Sophie Charlotte was in her thirty-seventh year when she died, and at her death a great light went out. She would have been a remarkable woman under any conditions; she was doubly remarkable when we remember her time and her environment. In her large brain and generous sympathies, her love of art and letters, and her desire to raise the intellectual life of those around her the first Queen of Prussia strongly resembled one of her successors who has recently passed away—the late Empress Frederick. She resembled her also in that during her lifetime she was often misrepresented and misunderstood, and her great qualities of head and heart were not fully appreciated until after her death.

FOOTNOTES TO BOOK I, CHAPTER II:

[3] Leibniz to State Minister du Cros, Lützenburg, 25th October, 1704.

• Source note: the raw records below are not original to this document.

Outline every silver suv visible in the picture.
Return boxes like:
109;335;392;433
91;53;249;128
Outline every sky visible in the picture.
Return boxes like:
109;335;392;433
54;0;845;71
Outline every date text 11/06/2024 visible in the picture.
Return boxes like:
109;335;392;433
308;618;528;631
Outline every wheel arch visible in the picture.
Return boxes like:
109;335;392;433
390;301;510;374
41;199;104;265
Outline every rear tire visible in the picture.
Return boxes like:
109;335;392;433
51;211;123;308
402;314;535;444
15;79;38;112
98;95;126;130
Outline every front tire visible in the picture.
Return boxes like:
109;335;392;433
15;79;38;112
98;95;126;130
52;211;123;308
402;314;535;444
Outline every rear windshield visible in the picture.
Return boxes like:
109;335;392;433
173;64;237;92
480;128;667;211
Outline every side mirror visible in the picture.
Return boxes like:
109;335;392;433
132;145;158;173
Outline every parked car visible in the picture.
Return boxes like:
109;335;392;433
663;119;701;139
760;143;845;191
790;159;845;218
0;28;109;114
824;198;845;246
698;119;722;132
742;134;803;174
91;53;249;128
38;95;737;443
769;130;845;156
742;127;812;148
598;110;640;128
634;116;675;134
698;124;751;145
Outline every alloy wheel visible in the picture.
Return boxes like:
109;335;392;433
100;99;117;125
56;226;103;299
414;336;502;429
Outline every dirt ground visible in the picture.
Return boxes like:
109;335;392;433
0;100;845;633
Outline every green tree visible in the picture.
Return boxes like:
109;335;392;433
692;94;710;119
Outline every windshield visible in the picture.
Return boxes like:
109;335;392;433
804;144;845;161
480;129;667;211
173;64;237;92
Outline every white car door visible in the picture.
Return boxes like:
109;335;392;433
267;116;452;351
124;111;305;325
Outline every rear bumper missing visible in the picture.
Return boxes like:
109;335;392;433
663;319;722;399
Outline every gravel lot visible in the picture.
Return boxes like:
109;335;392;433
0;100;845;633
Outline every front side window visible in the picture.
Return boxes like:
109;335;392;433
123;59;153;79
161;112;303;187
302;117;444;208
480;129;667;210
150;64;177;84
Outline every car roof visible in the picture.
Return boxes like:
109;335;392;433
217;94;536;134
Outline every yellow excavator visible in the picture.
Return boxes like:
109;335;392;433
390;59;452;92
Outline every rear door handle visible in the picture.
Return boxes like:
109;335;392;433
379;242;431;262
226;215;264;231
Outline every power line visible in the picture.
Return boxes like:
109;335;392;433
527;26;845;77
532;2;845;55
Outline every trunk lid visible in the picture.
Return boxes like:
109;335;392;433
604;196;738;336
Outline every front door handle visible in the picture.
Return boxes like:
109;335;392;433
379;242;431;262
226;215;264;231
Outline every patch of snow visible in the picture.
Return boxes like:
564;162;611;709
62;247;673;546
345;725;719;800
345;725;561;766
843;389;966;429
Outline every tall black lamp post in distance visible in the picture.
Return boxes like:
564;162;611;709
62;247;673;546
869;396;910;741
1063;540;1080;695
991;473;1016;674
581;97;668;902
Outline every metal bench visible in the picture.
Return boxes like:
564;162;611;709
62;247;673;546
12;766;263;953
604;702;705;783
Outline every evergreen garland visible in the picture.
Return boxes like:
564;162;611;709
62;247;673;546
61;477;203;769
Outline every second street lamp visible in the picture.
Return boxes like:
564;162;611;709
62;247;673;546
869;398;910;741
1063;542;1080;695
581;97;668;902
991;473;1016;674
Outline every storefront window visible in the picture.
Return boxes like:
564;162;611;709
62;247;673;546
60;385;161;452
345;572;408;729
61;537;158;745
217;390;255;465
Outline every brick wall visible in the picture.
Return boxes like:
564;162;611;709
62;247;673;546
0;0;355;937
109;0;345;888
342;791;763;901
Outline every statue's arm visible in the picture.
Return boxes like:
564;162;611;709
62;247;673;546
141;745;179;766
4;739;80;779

[4] The Electress Sophia to the Raugravine Louise, Lützenburg, 21st October, 1704.

[5] The Electress Sophia to the Raugravine Louise, Lützenburg, 27th October, 1704.

[6] The Electress Sophia to the Raugravine Louise, Lützenburg, 1st November, 1704.

[7] The Electress Sophia to Leibniz, Hanover, 22nd November, 1704.

[8] Princess Caroline of Ansbach to Leibniz, Ansbach, 28th December, 1704.

CHAPTER III.
THE WOOING OF THE PRINCESS. 1705.

The Queen of Prussia’s death was one of the great sorrows of Caroline’s life. She was at Ansbach when Sophie Charlotte died, slowly recovering from a low fever. The sad news from Hanover plunged her into the deepest grief, and seriously hindered her convalescence. Leibniz, who had also lost his best friend in the Queen, wrote to Caroline to express his grief and sympathy; he also took this opportunity to explain his views on the Divine scheme of things.